Decreased Anti-Inflammatory Responses to Vitamin D in Neonatal Neutrophils

Abstract

Neutrophil activity is prolonged in newborns, suggesting decreased exposure and/or responses to immunosuppressive modulators, such as 1,25-hydroxyvitamin D3 (1,25-vit D3). We hypothesized that 1,25-vit D3 suppresses neutrophil activation and that this response is impaired in newborns. Consistent with this, 1,25-vit D3 decreased LPS-induced expression of macrophage inflammatory protein-1β and VEGF in adult, but not neonatal, neutrophils.
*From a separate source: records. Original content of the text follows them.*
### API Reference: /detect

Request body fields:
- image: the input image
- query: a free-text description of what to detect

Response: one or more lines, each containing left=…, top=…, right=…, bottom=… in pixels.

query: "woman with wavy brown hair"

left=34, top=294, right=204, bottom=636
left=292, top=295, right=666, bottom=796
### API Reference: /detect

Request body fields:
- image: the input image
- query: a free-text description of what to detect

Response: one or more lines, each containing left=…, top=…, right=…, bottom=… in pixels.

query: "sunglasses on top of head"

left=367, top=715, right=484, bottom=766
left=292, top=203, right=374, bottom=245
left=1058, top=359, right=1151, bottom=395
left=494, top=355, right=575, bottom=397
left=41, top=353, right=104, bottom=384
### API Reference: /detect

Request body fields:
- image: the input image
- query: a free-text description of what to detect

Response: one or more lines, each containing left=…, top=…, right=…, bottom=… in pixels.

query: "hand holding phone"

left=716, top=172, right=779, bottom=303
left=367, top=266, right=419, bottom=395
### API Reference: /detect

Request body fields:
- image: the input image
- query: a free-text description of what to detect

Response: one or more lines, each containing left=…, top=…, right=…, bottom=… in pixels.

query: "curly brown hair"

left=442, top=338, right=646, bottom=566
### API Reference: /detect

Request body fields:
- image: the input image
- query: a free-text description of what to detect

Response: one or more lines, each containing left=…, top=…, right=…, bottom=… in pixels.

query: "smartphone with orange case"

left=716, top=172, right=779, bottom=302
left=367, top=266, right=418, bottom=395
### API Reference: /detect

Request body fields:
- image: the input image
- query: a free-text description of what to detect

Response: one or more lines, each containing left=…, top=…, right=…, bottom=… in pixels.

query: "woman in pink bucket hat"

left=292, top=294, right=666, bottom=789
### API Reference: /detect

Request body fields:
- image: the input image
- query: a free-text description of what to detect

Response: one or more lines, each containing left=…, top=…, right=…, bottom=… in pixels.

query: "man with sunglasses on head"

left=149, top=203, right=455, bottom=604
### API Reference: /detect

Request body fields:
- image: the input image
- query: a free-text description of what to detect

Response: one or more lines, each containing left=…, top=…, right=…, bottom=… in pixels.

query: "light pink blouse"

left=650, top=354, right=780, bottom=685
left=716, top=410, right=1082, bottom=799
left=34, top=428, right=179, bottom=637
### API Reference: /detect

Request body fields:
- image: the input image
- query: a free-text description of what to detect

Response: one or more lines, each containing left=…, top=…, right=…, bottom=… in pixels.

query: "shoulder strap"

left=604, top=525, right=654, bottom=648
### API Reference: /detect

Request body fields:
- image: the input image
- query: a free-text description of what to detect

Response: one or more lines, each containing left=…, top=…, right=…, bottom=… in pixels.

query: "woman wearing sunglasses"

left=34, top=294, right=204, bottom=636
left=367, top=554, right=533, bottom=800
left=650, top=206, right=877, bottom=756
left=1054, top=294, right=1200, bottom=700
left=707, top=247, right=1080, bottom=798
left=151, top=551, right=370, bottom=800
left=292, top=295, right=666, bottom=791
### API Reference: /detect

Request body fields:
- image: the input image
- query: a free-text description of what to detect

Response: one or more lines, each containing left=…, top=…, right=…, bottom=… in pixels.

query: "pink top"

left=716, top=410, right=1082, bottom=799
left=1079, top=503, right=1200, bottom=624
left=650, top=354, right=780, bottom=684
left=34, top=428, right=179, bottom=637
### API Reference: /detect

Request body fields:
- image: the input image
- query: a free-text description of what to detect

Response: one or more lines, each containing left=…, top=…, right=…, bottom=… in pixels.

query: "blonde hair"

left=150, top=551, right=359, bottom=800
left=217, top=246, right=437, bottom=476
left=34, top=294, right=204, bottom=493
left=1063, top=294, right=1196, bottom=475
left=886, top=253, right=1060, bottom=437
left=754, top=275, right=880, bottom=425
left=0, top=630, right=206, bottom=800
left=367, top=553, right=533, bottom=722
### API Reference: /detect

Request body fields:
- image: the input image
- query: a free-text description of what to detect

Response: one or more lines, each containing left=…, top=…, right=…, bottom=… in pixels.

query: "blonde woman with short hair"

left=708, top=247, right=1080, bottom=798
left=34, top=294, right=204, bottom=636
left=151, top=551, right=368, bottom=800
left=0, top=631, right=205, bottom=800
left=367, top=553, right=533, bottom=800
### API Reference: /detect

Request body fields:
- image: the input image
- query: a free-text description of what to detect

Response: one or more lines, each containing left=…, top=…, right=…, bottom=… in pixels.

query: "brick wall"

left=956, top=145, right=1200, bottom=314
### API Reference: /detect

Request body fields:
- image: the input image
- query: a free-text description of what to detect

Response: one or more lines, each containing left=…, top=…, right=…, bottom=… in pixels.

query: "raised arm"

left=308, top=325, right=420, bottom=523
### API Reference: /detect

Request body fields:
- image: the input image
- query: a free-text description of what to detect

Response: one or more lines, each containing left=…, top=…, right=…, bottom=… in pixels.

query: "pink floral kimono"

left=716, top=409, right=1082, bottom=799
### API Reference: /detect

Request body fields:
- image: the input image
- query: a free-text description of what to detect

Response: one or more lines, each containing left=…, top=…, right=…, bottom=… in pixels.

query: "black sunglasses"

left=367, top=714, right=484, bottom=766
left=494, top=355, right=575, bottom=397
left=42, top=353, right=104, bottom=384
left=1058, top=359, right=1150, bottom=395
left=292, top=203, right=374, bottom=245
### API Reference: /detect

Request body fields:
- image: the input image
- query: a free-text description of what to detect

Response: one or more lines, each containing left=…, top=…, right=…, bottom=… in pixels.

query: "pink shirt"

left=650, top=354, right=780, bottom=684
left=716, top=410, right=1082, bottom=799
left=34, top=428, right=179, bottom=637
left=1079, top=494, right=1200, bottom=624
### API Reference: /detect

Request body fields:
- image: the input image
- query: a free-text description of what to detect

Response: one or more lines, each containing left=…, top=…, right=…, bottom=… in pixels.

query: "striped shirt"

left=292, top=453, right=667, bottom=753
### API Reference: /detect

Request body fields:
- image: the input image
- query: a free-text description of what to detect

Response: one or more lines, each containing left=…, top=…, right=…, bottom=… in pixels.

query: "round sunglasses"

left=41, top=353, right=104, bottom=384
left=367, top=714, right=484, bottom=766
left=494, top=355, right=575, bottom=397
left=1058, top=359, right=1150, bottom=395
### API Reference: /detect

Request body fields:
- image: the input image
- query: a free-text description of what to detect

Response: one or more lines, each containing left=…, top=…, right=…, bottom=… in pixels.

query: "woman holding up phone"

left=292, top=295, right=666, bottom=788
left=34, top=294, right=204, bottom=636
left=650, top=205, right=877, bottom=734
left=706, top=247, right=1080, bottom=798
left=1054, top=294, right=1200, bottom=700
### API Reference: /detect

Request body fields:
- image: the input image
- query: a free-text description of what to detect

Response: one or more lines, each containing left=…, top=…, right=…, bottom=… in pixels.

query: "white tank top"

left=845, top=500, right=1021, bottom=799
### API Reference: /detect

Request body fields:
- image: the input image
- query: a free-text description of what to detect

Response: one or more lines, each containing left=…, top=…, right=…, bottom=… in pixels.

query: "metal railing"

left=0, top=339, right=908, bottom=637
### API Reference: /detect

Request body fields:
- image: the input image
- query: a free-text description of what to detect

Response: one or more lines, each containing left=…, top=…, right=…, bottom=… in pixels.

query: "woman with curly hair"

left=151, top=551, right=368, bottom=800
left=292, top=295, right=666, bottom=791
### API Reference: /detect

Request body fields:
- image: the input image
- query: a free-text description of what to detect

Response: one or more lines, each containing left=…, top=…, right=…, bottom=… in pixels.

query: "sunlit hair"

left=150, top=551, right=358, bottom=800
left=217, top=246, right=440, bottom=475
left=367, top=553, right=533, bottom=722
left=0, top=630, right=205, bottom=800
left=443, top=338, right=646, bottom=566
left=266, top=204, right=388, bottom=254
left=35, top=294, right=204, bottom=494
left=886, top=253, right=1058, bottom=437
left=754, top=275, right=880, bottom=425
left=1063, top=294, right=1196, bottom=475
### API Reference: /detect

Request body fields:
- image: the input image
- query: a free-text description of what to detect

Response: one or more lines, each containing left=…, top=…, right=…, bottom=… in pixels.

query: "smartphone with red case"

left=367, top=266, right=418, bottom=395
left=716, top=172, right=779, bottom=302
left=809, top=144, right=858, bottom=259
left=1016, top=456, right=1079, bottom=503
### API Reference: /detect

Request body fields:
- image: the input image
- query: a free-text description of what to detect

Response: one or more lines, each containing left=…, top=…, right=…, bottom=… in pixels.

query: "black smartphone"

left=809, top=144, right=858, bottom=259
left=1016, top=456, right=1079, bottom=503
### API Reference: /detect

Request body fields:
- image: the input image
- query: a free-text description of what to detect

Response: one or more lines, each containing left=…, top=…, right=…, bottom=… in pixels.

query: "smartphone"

Expression of vitamin D receptor (VDR) and 25-hydroxyvitamin D3-1α-hydroxylase was reduced in neonatal, relative to adult neutrophils. Moreover, 1,25-vit D3 induced VDR gene expression in activated adult, but not neonatal, neutrophils. 1,25-vit D3 also suppressed expression of cyclooxygenase-2 and induced expression of 5-lipoxygenase in LPS-exposed adult neutrophils, while neonatal cells were not affected. 1,25-vit D3 had no effect on respiratory burst in either adult or neonatal cells. Anti-inflammatory activity of vitamin D is impaired in neonatal neutrophils, and this may be due to decreased expression of VDR and 1α-hydroxylase. Insensitivity to 1,25-vit D3 may contribute to chronic inflammation in neonates.